2.4. Good for the digestive system
The high amount of plant fiber in a raw vegan diet can help improve digestion. In particular, this diet contains both soluble and insoluble fiber.
Insoluble fiber adds bulk to the stool and helps food move faster through the intestines, reducing constipation.
Soluble fiber is also beneficial because it helps feed good bacteria in the gut. These types of bacteria can improve symptoms of irritable bowel syndrome (IBS), Crohn’s disease, and ulcerative colitis.
3. The dangers and risks of raw vegan eating
Known to have many health benefits, however, a raw vegan diet may not be suitable for everyone and poses many health risks if you don’t have a consistent eating plan.
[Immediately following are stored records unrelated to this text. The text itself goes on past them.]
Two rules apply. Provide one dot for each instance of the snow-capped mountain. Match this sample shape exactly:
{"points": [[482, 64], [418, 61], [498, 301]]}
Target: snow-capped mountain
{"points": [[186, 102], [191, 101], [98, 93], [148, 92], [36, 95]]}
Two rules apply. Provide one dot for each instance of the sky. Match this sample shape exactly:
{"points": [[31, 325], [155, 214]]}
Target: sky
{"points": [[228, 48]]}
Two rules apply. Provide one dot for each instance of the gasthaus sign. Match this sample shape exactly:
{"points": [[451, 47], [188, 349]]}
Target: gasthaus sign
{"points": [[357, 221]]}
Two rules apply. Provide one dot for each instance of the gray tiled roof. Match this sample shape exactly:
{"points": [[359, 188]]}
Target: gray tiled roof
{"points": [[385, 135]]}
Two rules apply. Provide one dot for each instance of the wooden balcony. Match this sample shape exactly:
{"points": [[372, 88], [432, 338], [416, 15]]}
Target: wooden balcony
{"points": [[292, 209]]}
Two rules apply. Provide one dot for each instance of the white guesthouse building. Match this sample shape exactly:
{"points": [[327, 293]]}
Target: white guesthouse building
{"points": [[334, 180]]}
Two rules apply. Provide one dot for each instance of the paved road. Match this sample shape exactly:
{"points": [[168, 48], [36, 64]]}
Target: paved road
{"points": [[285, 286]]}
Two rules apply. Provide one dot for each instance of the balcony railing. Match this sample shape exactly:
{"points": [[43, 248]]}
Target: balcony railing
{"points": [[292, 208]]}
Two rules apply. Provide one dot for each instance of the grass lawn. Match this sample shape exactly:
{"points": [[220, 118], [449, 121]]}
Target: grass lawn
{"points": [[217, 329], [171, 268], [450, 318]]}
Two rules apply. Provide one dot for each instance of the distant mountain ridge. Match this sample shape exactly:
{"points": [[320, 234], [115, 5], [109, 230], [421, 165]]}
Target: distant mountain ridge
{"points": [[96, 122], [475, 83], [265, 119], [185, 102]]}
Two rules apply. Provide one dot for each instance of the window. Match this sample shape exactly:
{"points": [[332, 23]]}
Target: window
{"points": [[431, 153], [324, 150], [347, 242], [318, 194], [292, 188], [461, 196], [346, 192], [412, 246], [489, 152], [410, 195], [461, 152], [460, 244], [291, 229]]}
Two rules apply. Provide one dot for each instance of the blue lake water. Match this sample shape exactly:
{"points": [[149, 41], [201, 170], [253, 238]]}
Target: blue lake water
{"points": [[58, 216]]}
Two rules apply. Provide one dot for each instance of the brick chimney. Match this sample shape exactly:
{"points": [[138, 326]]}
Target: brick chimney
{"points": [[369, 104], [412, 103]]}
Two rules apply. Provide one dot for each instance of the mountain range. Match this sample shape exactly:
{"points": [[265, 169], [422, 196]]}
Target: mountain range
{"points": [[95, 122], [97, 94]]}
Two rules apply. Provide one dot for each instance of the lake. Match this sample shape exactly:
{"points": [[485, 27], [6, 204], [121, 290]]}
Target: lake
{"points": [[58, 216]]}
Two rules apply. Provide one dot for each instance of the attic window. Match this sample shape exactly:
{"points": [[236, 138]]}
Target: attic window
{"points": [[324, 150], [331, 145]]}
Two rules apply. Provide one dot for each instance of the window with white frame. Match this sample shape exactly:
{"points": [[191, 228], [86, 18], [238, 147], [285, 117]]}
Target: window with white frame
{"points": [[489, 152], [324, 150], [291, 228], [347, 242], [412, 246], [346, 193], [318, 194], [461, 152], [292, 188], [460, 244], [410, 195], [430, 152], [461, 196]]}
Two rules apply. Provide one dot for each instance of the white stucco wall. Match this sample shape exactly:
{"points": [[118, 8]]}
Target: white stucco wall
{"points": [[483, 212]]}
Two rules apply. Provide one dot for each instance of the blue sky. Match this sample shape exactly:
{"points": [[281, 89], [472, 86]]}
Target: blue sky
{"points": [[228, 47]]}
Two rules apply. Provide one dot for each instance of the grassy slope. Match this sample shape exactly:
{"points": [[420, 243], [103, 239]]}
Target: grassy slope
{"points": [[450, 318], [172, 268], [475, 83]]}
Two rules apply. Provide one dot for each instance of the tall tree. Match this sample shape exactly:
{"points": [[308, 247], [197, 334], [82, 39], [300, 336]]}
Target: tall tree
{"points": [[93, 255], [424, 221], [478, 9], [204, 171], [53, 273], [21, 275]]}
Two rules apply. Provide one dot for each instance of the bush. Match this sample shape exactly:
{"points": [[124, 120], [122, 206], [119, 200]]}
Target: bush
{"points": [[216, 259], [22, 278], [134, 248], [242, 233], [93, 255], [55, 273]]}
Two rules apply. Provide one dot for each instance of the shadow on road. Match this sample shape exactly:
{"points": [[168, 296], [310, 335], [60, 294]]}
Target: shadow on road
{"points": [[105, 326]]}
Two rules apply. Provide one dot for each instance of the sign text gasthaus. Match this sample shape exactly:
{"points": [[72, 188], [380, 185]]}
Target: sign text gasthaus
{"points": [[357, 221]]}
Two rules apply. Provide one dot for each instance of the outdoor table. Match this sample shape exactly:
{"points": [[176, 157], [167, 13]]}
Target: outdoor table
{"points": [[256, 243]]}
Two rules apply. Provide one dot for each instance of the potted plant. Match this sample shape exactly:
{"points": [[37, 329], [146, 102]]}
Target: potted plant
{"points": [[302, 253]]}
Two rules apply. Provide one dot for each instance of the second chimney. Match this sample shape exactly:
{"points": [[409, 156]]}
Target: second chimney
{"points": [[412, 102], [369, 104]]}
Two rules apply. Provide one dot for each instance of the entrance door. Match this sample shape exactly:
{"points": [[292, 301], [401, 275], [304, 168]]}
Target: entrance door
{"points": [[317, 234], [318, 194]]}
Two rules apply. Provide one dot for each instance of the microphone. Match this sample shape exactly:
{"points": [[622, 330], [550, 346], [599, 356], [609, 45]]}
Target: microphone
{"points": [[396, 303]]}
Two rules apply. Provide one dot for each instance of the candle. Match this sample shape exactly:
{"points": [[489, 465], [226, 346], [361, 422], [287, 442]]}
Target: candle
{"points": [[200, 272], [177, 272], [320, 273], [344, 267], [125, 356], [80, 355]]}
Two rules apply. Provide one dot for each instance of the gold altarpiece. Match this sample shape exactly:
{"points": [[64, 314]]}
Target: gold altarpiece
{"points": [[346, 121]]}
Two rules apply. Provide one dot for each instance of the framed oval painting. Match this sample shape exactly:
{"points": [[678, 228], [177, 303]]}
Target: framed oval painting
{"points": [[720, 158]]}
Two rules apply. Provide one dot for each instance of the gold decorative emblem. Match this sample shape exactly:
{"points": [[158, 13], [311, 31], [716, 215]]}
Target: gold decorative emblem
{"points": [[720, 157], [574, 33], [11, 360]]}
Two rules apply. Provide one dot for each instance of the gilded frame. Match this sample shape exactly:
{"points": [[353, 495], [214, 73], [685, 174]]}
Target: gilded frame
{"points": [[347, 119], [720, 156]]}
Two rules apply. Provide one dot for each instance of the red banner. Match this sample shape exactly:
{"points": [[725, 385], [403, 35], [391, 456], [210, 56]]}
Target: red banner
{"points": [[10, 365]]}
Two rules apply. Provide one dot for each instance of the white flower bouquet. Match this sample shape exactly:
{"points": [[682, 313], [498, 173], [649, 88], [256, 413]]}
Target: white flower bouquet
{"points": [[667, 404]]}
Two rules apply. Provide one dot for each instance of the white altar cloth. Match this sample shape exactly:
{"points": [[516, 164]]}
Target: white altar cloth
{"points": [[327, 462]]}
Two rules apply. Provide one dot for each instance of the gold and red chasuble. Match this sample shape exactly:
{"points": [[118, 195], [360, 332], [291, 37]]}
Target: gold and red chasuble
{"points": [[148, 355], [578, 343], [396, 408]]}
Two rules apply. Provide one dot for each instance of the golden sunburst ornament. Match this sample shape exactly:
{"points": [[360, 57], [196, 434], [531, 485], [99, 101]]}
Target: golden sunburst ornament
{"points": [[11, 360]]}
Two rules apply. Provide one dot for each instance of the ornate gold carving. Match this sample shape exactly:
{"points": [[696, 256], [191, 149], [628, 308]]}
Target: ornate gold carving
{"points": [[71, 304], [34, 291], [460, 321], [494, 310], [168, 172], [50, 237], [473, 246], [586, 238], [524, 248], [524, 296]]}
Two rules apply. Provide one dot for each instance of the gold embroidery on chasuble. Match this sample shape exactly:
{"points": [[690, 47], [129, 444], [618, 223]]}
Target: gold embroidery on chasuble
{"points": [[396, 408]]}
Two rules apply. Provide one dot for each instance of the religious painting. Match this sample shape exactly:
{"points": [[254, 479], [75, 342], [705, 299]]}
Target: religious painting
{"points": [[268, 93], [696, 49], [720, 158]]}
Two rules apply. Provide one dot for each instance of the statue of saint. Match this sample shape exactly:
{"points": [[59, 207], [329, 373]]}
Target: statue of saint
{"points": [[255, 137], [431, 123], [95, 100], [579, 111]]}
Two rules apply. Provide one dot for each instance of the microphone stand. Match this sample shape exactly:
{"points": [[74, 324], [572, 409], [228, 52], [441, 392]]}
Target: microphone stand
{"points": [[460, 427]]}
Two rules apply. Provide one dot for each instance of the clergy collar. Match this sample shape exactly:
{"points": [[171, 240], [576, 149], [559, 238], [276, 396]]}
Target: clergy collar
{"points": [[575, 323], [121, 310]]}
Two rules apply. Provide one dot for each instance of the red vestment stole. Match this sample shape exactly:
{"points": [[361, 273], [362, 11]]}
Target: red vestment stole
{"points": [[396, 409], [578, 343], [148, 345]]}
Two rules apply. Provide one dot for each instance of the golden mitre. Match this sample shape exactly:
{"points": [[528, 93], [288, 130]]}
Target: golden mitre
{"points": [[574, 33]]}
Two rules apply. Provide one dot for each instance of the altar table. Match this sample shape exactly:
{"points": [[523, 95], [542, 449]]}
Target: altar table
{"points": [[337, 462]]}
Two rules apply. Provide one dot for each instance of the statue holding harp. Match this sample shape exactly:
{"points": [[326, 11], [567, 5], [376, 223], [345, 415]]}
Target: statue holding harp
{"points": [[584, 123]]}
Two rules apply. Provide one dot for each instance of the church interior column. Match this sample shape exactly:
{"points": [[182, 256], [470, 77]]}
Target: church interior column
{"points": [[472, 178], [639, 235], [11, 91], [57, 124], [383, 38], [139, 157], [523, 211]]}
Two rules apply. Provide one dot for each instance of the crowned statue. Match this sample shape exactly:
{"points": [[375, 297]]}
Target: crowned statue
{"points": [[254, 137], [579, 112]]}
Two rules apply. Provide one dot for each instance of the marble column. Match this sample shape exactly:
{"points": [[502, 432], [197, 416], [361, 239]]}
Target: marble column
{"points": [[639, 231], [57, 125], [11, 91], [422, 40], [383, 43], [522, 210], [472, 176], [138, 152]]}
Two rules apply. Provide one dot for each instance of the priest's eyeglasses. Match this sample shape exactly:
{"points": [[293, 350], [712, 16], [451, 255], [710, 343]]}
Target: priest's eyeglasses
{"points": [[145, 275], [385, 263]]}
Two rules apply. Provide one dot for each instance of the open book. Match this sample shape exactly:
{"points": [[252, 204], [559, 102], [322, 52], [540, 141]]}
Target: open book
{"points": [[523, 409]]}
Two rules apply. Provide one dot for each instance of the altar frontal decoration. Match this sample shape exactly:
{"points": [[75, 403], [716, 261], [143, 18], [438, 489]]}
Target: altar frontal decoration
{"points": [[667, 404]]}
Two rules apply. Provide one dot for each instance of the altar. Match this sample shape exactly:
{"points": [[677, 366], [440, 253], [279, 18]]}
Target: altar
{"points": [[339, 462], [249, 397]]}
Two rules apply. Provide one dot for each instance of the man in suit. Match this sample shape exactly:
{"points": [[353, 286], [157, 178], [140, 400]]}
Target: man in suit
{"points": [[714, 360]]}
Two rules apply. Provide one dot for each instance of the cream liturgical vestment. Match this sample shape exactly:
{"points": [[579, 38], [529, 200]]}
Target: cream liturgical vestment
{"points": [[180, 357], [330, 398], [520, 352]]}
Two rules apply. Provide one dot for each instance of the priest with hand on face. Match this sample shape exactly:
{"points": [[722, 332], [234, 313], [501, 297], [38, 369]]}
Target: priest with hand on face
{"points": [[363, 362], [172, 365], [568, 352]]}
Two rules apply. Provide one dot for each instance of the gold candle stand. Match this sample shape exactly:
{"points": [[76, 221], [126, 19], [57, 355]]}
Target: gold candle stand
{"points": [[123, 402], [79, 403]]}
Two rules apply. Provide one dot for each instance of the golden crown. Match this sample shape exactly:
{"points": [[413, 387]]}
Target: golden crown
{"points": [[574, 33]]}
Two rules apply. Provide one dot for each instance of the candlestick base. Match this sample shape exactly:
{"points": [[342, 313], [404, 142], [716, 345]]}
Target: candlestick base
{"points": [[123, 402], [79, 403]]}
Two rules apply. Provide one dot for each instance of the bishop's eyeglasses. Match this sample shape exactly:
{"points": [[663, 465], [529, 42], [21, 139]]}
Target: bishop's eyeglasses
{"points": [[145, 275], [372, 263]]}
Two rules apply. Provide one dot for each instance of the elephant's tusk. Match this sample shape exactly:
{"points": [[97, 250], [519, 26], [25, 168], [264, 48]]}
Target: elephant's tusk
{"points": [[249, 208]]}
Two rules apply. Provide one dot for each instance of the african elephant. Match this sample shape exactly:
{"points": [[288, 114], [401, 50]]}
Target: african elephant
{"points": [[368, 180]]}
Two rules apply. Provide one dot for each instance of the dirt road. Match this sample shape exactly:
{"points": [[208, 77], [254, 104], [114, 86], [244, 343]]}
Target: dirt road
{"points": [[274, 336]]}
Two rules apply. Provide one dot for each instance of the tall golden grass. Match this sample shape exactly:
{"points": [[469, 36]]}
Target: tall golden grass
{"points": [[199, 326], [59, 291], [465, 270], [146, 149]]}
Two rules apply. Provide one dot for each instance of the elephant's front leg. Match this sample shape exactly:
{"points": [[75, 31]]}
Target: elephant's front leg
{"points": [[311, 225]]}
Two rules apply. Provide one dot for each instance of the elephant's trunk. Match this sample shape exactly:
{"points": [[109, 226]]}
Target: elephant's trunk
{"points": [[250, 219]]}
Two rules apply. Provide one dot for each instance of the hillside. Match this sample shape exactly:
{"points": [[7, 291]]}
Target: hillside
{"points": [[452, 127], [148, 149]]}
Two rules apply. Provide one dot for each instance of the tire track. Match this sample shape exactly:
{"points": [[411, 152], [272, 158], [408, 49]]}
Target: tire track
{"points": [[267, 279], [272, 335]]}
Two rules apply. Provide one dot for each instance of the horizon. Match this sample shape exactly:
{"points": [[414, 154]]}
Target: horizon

3.1. Nutritional imbalance
The raw vegan diet is mainly plant-based and many people apply this diet without building a varied menu, thus leading to the risk of deficiency of vitamins and minerals needed by the body.
A 2019 study reports that a raw vegan diet may not provide enough: protein, vitamin B12, vitamin D, iron, calcium, selenium, and zinc. The study also notes that cooking helps break down the fibers and cell walls in foods, which can improve their nutritional value in some cases.
Additionally, a 2005 study found that 38% of participants who followed a raw food diet were deficient in vitamin B12. Vitamin B12 deficiency can lead to a number of health conditions such as jaundice, glossitis, mouth ulcers, depression, mood and behavior changes, and memory impairment.
Eating raw vegan increases the risk of deficiency of essential vitamins and minerals for the body.
3.2. Causes muscle and bone weakness
To begin with, this diet typically lacks sufficient calcium and vitamin D, both of which are vital nutrients for maintaining strong bones. In one study, people following a raw vegan diet had lower-than-normal bone mineral levels and density.
Additionally, raw vegan diets usually offer minimal protein intake, often accounting for less than 10% of total daily calories. While such a low level of protein could theoretically be enough to meet basic biological needs, some evidence suggests that providing more protein may help strengthen bones.
Protein is also important for maintaining muscle mass, especially during periods when you’re eating fewer calories like this diet.
3.3. Increases the risk of tooth decay
Because in a raw vegan diet, there are many citrus fruits and berries. These fruits are thought to be more acidic and more likely to cause enamel erosion.
In one study, 97.7% of those following a raw vegan diet experienced some degree of tooth wear, compared with only 86.8% in the control group. However, more research is needed before definite conclusions can be drawn.
3.4. Impact on reproductive health
Studies show that women who follow a raw vegan diet have a high chance of affecting their menstrual cycle such as menstrual irregularities, and amenorrhea. This may be due to a low-calorie diet, which affects body weight.
3.5. Food poisoning, parasitic infection
Eating food that is not cooked can also have a potential risk of poisoning, possibly due to the pesticide content if you do not choose clean food or when you do not wash your hands thoroughly when preparing or processing it. bacteria enter food.
In addition, vegetables and fruits can contain parasites, especially when grown in a polluted environment. When not cooked, these parasites can still live and go directly into the human body.
It can be said that a raw vegan diet is beneficial for health, but people need to have a suitable eating plan, and not to eat too extreme. When applying this diet, everyone should understand their own health, and change slowly so that the body can adapt. Some experts don’t recommend going vegan in the long run, so you might want to consider building your own.